Beware the Bounce!

8 of 9 spx

The market professionals are returning from their long holiday vacations. That may explain why futures were looking so strong Tuesday morning and the market surged at the open, or it may beShanghai’s late rally that accounts for the brighter outlook. As we have seen, futes can tell us how the markets may open, but not how they are going to close. Regardless, this upswing is noteworthy.

Last month, I said my “greatest concern was the long-term trend break.” Perhaps it’s time to revisit the discussion of “How Badly Was the Stock Market Damaged? As I said last time, that trend break caused significant technical damage. That alone isn’t fatal to a bull market, but it does mean that some heavy lifting will be needed to re-establish the uptrend.

Given all of the green on the screen, this could be a good time to think about what big up days usually mean. I am not a big fan.

Why? For several reasons. Typically, they occur when the market has already run into trouble, and are often technical in nature. An analysis by Michael Batnick at The Irrelevant Investor, showed that 22 of the 25 best days since 1970 occurred under the 200-day moving average. That implies they were oversold rallies with some element of short covering. Traders may like them, but long-term investors would much rather see three 100-point days than one 300-point day. The more gradual gains reflect a healthier accumulation and not a reflexive reaction.

Salil Mehta at Statistical Ideas offers further research into the phenomenon. He looked at the number of trading days with greater than 2 percent moves up or down over the past nine years. That period included the 2008-09 bear market, as well as the subsequent recovery rally to new highs. According to Mehta, “extreme up-days (e.g., >2 percent) are generally far more rare than equal magnitude swings to the downside.” The +2 percent sessions accounted for only 4 percent of all trading days since 2006; trading days that were down more than 2 percent over the same period accounted for almost 6 percent of the total.

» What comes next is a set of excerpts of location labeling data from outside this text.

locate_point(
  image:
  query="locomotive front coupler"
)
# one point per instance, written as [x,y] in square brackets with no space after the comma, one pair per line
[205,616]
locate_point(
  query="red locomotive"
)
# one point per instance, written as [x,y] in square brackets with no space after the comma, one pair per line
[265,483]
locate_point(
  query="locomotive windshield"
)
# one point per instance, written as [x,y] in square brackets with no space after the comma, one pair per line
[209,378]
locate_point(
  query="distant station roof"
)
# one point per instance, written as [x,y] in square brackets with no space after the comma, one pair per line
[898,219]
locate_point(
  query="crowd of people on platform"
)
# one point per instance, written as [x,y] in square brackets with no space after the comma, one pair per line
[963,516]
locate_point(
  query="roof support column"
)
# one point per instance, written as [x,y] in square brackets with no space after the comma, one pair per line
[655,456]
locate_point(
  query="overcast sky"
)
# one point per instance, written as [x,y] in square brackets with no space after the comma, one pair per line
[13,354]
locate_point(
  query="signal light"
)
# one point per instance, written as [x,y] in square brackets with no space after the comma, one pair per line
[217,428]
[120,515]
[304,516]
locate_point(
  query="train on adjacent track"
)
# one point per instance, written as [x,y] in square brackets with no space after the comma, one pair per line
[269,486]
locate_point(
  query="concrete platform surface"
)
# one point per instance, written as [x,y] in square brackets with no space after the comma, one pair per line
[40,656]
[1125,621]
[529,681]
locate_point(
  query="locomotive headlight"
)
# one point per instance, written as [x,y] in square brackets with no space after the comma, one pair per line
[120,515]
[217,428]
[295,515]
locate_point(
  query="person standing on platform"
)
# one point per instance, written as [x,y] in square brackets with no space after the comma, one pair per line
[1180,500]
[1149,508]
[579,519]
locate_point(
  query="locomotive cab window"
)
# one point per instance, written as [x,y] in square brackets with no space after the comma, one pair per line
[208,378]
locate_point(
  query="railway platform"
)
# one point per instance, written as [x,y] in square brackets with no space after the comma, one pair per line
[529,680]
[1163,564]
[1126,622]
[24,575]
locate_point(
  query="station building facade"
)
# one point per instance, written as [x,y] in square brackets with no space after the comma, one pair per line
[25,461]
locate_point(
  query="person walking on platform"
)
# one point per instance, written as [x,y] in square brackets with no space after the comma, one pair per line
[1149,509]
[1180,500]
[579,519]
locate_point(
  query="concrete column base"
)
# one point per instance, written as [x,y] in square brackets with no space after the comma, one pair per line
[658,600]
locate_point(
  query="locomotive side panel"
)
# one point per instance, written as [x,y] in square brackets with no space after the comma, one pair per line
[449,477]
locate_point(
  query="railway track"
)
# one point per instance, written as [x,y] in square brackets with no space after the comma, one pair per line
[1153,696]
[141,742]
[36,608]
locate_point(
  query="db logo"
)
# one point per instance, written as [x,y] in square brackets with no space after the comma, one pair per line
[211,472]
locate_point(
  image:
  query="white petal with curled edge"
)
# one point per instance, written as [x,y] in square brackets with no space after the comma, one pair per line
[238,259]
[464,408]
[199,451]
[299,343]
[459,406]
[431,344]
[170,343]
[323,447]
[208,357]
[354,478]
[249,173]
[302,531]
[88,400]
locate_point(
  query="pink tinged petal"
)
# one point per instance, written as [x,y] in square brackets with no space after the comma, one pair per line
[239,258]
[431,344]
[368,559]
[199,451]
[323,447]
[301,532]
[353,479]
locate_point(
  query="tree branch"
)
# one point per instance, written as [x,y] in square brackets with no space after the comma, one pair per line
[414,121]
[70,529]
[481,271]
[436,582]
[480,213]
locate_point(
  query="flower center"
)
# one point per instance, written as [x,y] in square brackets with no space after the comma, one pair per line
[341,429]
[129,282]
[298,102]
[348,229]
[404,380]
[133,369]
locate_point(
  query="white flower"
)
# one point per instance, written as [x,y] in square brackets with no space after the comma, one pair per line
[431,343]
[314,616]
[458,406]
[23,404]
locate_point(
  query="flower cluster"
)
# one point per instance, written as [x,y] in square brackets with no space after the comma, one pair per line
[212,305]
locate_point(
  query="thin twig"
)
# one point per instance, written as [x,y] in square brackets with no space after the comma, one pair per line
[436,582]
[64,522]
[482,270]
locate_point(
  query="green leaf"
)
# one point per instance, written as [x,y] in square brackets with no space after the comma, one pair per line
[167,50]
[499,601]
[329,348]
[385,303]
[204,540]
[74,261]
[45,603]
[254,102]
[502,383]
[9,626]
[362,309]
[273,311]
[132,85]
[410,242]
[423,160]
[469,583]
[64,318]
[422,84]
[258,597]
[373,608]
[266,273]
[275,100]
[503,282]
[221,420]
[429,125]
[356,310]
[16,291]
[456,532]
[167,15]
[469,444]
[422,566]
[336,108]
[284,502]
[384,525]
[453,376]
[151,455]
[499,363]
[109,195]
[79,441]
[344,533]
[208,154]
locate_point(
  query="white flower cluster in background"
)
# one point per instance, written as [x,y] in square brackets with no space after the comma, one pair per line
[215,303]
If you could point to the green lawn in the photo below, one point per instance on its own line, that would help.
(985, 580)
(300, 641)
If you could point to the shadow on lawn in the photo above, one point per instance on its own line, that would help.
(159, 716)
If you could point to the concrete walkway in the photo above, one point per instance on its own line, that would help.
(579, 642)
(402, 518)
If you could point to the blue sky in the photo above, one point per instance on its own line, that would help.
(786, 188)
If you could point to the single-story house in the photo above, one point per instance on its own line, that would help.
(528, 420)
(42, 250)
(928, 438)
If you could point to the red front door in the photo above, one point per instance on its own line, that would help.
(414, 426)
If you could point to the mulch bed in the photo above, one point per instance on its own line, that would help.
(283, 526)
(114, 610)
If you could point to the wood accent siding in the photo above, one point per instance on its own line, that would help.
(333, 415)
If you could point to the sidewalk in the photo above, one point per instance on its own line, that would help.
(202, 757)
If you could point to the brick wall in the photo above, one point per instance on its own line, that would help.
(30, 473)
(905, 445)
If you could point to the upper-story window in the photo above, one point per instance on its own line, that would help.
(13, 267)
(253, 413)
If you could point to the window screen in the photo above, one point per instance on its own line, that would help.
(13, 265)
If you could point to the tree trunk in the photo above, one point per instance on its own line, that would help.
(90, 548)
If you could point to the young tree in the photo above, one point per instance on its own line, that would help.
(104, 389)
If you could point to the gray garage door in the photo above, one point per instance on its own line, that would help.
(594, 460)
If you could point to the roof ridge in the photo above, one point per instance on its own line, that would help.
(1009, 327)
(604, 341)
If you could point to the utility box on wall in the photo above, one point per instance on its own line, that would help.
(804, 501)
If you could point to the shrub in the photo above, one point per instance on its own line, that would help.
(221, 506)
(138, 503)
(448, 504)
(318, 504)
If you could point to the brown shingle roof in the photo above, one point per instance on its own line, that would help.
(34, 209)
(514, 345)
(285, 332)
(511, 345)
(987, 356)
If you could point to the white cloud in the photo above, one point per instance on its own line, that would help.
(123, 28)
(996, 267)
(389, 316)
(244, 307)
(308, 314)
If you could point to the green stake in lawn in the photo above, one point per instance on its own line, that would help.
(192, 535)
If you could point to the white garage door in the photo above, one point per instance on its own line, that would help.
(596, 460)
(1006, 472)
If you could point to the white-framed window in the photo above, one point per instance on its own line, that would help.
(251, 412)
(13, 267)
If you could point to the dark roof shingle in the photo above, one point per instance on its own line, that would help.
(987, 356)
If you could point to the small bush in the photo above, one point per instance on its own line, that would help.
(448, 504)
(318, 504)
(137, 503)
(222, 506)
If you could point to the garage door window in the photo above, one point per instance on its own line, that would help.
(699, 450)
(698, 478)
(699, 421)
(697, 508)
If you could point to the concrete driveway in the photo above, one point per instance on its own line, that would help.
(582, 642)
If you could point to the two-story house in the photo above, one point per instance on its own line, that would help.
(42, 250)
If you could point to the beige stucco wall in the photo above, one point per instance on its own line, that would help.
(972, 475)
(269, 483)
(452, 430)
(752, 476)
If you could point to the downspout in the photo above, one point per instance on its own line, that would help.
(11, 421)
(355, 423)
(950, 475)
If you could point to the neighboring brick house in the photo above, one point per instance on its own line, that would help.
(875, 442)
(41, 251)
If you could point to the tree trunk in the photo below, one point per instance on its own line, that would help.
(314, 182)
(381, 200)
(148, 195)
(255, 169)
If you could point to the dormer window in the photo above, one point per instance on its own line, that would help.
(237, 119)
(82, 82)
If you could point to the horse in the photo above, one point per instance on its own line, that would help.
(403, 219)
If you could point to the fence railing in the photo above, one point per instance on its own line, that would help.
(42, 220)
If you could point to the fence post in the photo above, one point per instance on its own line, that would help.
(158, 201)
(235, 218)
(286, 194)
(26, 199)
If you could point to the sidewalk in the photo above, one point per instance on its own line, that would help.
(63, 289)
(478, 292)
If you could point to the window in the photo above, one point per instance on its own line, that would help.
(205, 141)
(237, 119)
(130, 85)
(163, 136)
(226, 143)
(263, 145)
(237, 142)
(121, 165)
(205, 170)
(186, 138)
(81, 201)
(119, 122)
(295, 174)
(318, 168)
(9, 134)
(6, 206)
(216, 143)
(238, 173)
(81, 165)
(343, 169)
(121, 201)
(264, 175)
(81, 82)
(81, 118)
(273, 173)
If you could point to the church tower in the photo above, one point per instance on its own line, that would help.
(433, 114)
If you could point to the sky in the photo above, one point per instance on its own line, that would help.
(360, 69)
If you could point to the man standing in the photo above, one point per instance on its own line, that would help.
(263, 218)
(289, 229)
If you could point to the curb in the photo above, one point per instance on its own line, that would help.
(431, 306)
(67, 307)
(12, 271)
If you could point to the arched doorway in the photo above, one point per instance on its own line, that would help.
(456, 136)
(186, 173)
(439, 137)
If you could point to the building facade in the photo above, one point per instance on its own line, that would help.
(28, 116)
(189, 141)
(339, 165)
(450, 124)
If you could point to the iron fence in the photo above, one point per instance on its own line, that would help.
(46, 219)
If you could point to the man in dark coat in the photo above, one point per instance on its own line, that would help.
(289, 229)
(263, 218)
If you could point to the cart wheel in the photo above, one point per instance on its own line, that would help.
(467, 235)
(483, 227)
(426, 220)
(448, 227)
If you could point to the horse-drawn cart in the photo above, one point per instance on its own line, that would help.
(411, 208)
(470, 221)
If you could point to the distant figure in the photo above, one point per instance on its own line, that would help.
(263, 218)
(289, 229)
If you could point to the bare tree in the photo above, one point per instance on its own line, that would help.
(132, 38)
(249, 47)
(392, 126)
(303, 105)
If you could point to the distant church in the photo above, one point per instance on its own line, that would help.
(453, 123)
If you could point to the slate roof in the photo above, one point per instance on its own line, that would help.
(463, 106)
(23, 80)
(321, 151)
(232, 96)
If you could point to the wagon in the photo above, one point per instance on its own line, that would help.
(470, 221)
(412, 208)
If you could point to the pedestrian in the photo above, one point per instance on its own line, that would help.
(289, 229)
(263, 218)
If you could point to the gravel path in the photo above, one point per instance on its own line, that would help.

In other words, almost 1 of 10 trading days over the past 9 years featured an outsize move up or down. Of those outsize trading days, 100 were up and 129 were down. Or to put it another way, more than 4 percent of all trading days in that period were positive and almost 6 percent were negative.

To give these extreme days a little color, look at the chart below. It is interesting to note that many of these occurred in 2008 and 2009, and only one of the past 9 years — 2010 — had extreme up days that outpaced extreme down days.

Mehta also notes that despite the substantial moves off the lows, and the “many years of near zero interest rates and central bank asset purchases, we’ve only had 7 extreme up-days in the 3 years covering 2012, 2013, and 2014 (less than 1 percent of the days!).” Those days of easy money and easier gains are likely behind us.

Of course, the caveat is that anything can and will happen, and as data come in that change the dynamics, you must be ready to change with them. I reconsidered the Sell the Bounce approach, having dropped my small cap and emerging-market holdings in 2011, only tosubsequently reverse myself after the Federal Reserve introduced a new round of quantitative easing.

Being dogmatic is never a good approach in markets. There are no absolutes. Nonetheless, I stick by my original point: Big up days should be treated warily; trust must be earned, not very easily given.